10. Setelah masa percobaan habis perintah supaya pidana dijalankan tidak dapat

diberikan lagi kecuali jika Sebelum masa percobaan habis terpidana dituntut
karena itu kemudian berakhir dengan pemidanaan jalankan karena melakukan
tindak pidana tadi.

4. Dalam kasus ini, BN tidak dapat mengajukan pidana bersyarat melainkan dapat
mengajukan pelepasan bersyarat sebagaimana yang diatur dalam pasal 15 KUHP
tentang pelepasan bersyarat.
Syarat pelepasan pidana yang dijelaskan dalam buku Eddy O.S. yaitu:
1. Narapidana telah menjalani dua pertiga dari lamanya pidana penjara yang
dijatuhkan kepadanya dan sekurang-kurangnya harus sembilan bulan,
2. Jika memberikan pelepasan bersyarat, ditentukannya masa percobaan serta
syarat-syarat yang harus dipenuhi.
3. Lama masa percobaan sama dengan sisa waktu pidana penjara yang belum
dijalani, ditambah satu tahun.

5. a. DF melanggar Pasal 351 ayat 3 tentang Penganiayaan yang Mengakibatkan


Kematian.
b. Tidak ada, karena dalam kasus ini tidak terdapat keadaan darurat atau serangan
apapun terhadap dirinya maupun orang lain yang mengharuskan pelaku untuk
melakukan tindak pidana tersebut sehingga tidak ada alasan penghapus pidana.

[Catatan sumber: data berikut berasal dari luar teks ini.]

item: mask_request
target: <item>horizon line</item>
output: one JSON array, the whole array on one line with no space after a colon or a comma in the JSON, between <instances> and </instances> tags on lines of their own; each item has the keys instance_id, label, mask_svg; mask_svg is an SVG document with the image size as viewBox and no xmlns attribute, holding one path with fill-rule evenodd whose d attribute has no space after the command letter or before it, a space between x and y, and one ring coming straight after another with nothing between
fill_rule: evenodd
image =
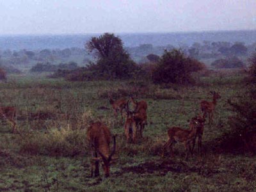
<instances>
[{"instance_id":1,"label":"horizon line","mask_svg":"<svg viewBox=\"0 0 256 192\"><path fill-rule=\"evenodd\" d=\"M236 29L236 30L202 30L202 31L140 31L140 32L86 32L86 33L17 33L17 34L0 34L3 36L61 36L61 35L101 35L106 33L116 35L123 34L168 34L168 33L223 33L223 32L239 32L239 31L256 31L255 29Z\"/></svg>"}]
</instances>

6. Dalam kasus ini, satu-satunya perintah jabatan (dari pengawas atau atasan) yang

diberikan kepada AN adalah mengirim dua container terhadap pakaian yang telah
selesai ke perusahaan X. Oleh karena itu keputusan AN untuk memasukkan hasil
uang pengiriman ke dalam kas pribadi (menggelapkan) alih-alih menyetorkannya
kepada perusahaan merupakan kehendak AN sendiri dan bukan merupakan
perintah jabatan. Selain itu, memasukkan uang pengiriman ke dalam kas pribadi
adalah bukan merupakan itikad baik sehingga dalam hal ini AN tidak dapat
memakai pasal 51 KUHP ayat 1 (alasan pembenar) maupun ayat 2 (alasan
pemaaf) sebagai pasal penghapus pidananya dan harus diadili sesuai dengan

ketentuan pasal 372 tentang penggelapan.